I'd never read an e-book before. I struggle just to read articles on Gather if they get too long--scrolling down the page, remembering where I was, and keeping my eyes in focus while the text moves out of view. But all that may be changing.
Last week I got new glasses--plain, ordinary, boring reading glasses. (Oh no! I feel old.) And they really work. Of course, if I look away from the computer everything's blurry, but I can see the whole screen with all the words in focus for the first time in years. I can even read small print!
And the week before, I won a competition where the prize was two e-books by Minnette Meador--the Centurion and the Queen, and the Edge of Honor.
Last Friday, I decided to give my newfound computer vision a serious workout. I started up Adobe Acrobat, opened the file labeled the Centurion and the Queen, and began to read. I had to shrink the text to make the pages fit the screen, but it was still legible. And with the mouse safely settled over the forwards arrow, turning pages was simple as long as I didn't let my hand move around too much.
I'd read Minnette's fantasy novel, Starsight, a while ago and really enjoyed it. But I wasn't quite so sure what I'd think about historical romance, particularly not without the comfort of a nice warm bed and cup of hot cocoa, and particularly not when it's set in the land of my birth. I'm kind of possessive about England and its history; I people its past with characters from the Rosemary Sutcliffe novels I read as a child. And the memories run deep because she always made me cry, much to my brothers' amusement.

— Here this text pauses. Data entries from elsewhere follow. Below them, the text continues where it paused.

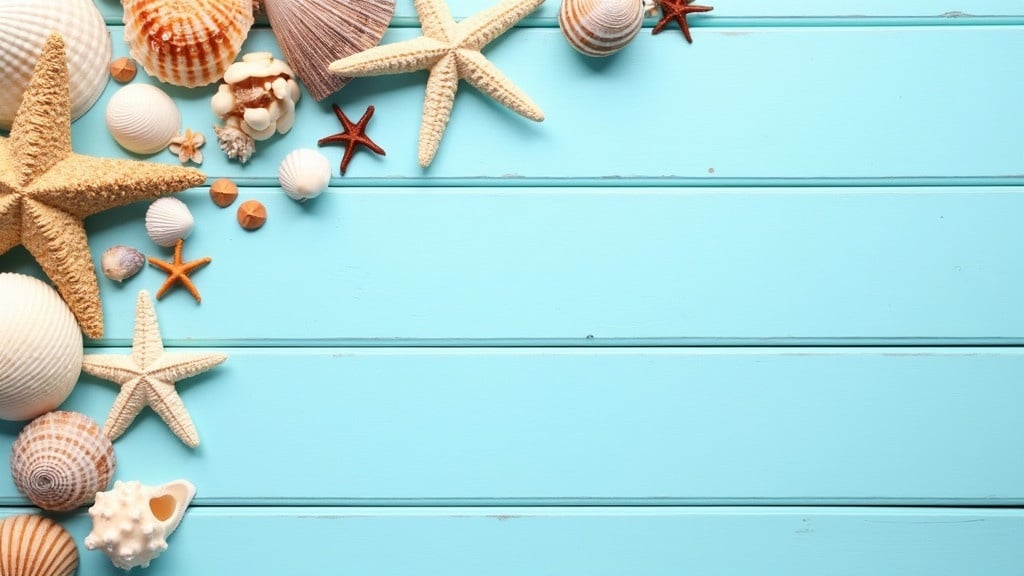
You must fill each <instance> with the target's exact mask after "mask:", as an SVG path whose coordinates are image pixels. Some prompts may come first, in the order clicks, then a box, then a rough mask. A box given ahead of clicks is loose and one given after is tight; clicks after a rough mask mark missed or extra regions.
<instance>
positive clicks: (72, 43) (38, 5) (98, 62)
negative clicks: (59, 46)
mask: <svg viewBox="0 0 1024 576" xmlns="http://www.w3.org/2000/svg"><path fill="white" fill-rule="evenodd" d="M54 30H56V31H57V32H59V33H60V35H61V36H62V37H63V40H65V46H66V49H67V51H68V68H69V69H70V70H71V71H72V72H73V74H72V75H71V77H70V84H71V119H72V120H75V119H77V118H79V117H81V116H82V115H83V114H85V113H86V111H88V110H89V108H91V107H92V105H93V104H95V102H96V99H98V98H99V95H100V94H101V93H102V92H103V88H104V87H105V86H106V79H108V77H109V76H108V71H106V69H108V66H109V64H110V61H111V36H110V33H108V31H106V26H105V25H104V24H103V16H102V15H101V14H100V13H99V10H97V9H96V6H95V5H94V4H93V3H92V0H3V1H2V2H0V38H2V39H3V41H2V42H0V63H3V72H4V75H3V82H0V129H2V130H9V129H10V125H11V122H13V121H14V114H15V113H16V112H17V107H18V106H20V104H22V94H24V93H25V89H26V87H27V86H28V85H29V79H30V78H31V77H32V71H33V70H34V69H35V67H36V60H37V59H38V58H39V54H40V52H41V51H42V48H43V44H44V43H45V42H46V38H47V37H49V35H50V33H51V32H53V31H54Z"/></svg>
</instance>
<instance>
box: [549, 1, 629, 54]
mask: <svg viewBox="0 0 1024 576" xmlns="http://www.w3.org/2000/svg"><path fill="white" fill-rule="evenodd" d="M643 14H644V4H643V0H562V5H561V6H560V7H559V9H558V26H559V27H560V28H561V29H562V34H563V35H564V36H565V39H566V40H568V41H569V44H570V45H571V46H572V47H573V48H575V49H577V50H578V51H580V52H581V53H583V54H586V55H588V56H608V55H611V54H613V53H615V52H617V51H618V50H622V49H623V48H625V47H626V45H627V44H629V43H630V41H631V40H633V38H635V37H636V35H637V34H638V33H639V32H640V28H641V27H642V26H643Z"/></svg>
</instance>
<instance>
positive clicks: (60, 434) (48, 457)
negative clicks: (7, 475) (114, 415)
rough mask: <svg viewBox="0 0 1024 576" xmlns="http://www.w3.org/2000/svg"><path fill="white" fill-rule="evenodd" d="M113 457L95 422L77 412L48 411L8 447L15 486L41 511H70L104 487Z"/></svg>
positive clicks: (115, 458)
mask: <svg viewBox="0 0 1024 576" xmlns="http://www.w3.org/2000/svg"><path fill="white" fill-rule="evenodd" d="M116 465H117V460H116V458H115V456H114V446H113V445H112V444H111V441H110V440H109V439H108V438H106V437H105V436H103V433H102V430H101V429H100V428H99V424H97V423H96V422H95V421H93V420H92V419H91V418H89V417H88V416H86V415H84V414H79V413H78V412H65V411H57V412H50V413H48V414H44V415H42V416H40V417H38V418H36V419H35V420H33V421H32V422H30V423H29V425H27V426H25V429H23V430H22V434H19V435H17V438H16V439H14V444H13V445H12V446H11V449H10V472H11V475H12V476H13V477H14V486H16V487H17V489H18V491H20V492H22V493H24V494H25V495H26V496H28V498H29V500H32V503H34V504H36V505H37V506H39V507H41V508H43V509H45V510H54V511H62V510H71V509H74V508H77V507H78V506H81V505H83V504H87V503H89V502H91V501H92V499H93V498H95V496H96V492H100V491H102V490H105V489H106V486H108V485H109V484H110V483H111V479H112V478H113V477H114V468H115V467H116Z"/></svg>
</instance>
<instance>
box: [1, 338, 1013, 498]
mask: <svg viewBox="0 0 1024 576" xmlns="http://www.w3.org/2000/svg"><path fill="white" fill-rule="evenodd" d="M221 349H223V352H226V353H227V354H228V355H229V359H228V361H227V362H226V363H225V364H224V365H222V366H220V367H217V368H215V369H214V370H213V371H211V372H208V373H206V374H203V375H201V376H198V377H195V378H193V379H191V380H190V381H185V382H184V383H182V384H181V385H180V388H179V389H180V397H181V398H182V400H183V402H184V404H185V406H186V407H187V408H188V409H189V411H190V413H191V416H193V418H194V420H195V422H196V425H197V427H198V428H199V431H200V436H201V440H202V444H201V445H200V447H199V448H198V449H197V450H190V449H188V448H186V447H185V446H184V445H183V444H181V443H180V442H179V441H178V440H177V439H176V438H174V437H173V436H172V435H171V433H170V431H169V430H168V429H167V426H166V425H165V424H164V423H163V422H162V421H161V420H160V419H159V417H157V416H156V415H155V414H153V413H152V412H150V411H146V412H145V413H143V414H142V415H141V416H140V417H139V418H138V420H137V421H136V423H135V424H134V425H133V427H131V428H129V430H128V431H127V434H126V435H125V436H124V437H122V438H121V439H119V440H118V441H117V443H116V449H117V455H118V461H119V465H118V470H117V476H116V478H118V479H123V480H127V479H137V480H141V481H143V482H148V483H159V482H163V481H164V480H167V479H170V478H175V477H185V478H188V479H189V480H191V481H193V482H195V483H196V485H197V486H199V487H200V493H199V496H198V498H199V501H201V502H202V503H204V504H226V503H230V504H287V503H312V504H315V503H336V504H360V503H361V504H370V503H373V504H385V505H392V504H400V503H414V502H415V503H420V504H437V503H444V504H463V505H478V504H535V503H544V504H586V503H594V502H602V503H631V504H642V503H648V504H649V503H655V504H676V503H687V504H722V503H758V504H762V503H772V504H779V503H800V504H812V503H827V504H843V503H861V504H865V503H866V504H886V503H888V504H984V505H1021V504H1022V503H1024V445H1022V443H1021V442H1020V438H1021V436H1022V434H1024V417H1022V415H1021V411H1020V406H1021V403H1022V401H1024V387H1022V386H1021V385H1020V383H1021V381H1024V351H1021V349H1019V348H969V349H957V348H949V349H943V348H877V349H874V348H871V349H867V348H788V349H774V348H767V349H745V348H692V349H683V348H613V349H591V348H540V349H538V348H522V349H511V348H499V349H489V348H472V349H454V348H437V349H431V348H417V349H392V351H388V349H383V348H361V349H360V348H327V349H308V348H294V349H286V348H275V349H237V348H226V349H224V348H221ZM109 352H127V351H109ZM116 388H117V386H116V385H114V384H110V383H105V382H103V381H101V380H97V379H95V378H92V377H87V376H83V377H82V379H81V381H80V383H79V384H78V386H77V387H76V389H75V392H74V394H73V395H72V398H71V399H70V401H69V402H68V403H66V405H65V406H66V408H68V409H72V410H77V411H81V412H84V413H86V414H89V415H90V416H92V417H93V418H96V419H98V420H102V419H103V418H104V417H105V415H106V412H108V410H109V409H110V407H111V405H112V404H113V401H114V397H115V395H116V393H117V389H116ZM17 429H18V425H15V424H9V423H5V424H3V425H2V426H0V431H2V437H3V441H2V442H0V444H2V449H0V450H2V452H0V460H5V459H6V458H7V450H8V447H9V444H10V441H11V440H12V439H13V437H14V436H15V434H16V431H17ZM23 501H24V500H23V499H22V498H20V497H19V496H17V494H16V492H15V490H14V488H13V486H12V484H11V480H10V478H9V477H4V478H0V503H2V504H7V505H9V504H16V503H19V502H23Z"/></svg>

Minnette didn't make me cry. But she did create a very plausible England with fine characters and intriguing background. The centurion is predictably heroic (should I put that in capitals?), but none-the-less interesting, particularly when Minnette begins to sketch in more of his background. And the queen projects a satisfying combination of power, education, impulsiveness and vulnerability. The other characters each arrive with fully realized histories and possibilities, giving them surprising depth. And Minnette paints an appealingly cosmopolitan picture of the culture of the time, with world travel, education, law, slavery and friendship all falling into place. The pages flew by.
And so, I really did sit at a computer and read a whole book! It must have been really good, to keep me sitting still so long with neither coffee nor cocoa, though I think my back would rather I wait a while before reading the sequel.
Anyway, if you're looking for an exciting read, empowered heroine, romantic love, and intriguing vision of English history, the Centurion and the Queen will supply your needs and more.
And meanwhile, thanks Minnette. I'm really enjoying my prize.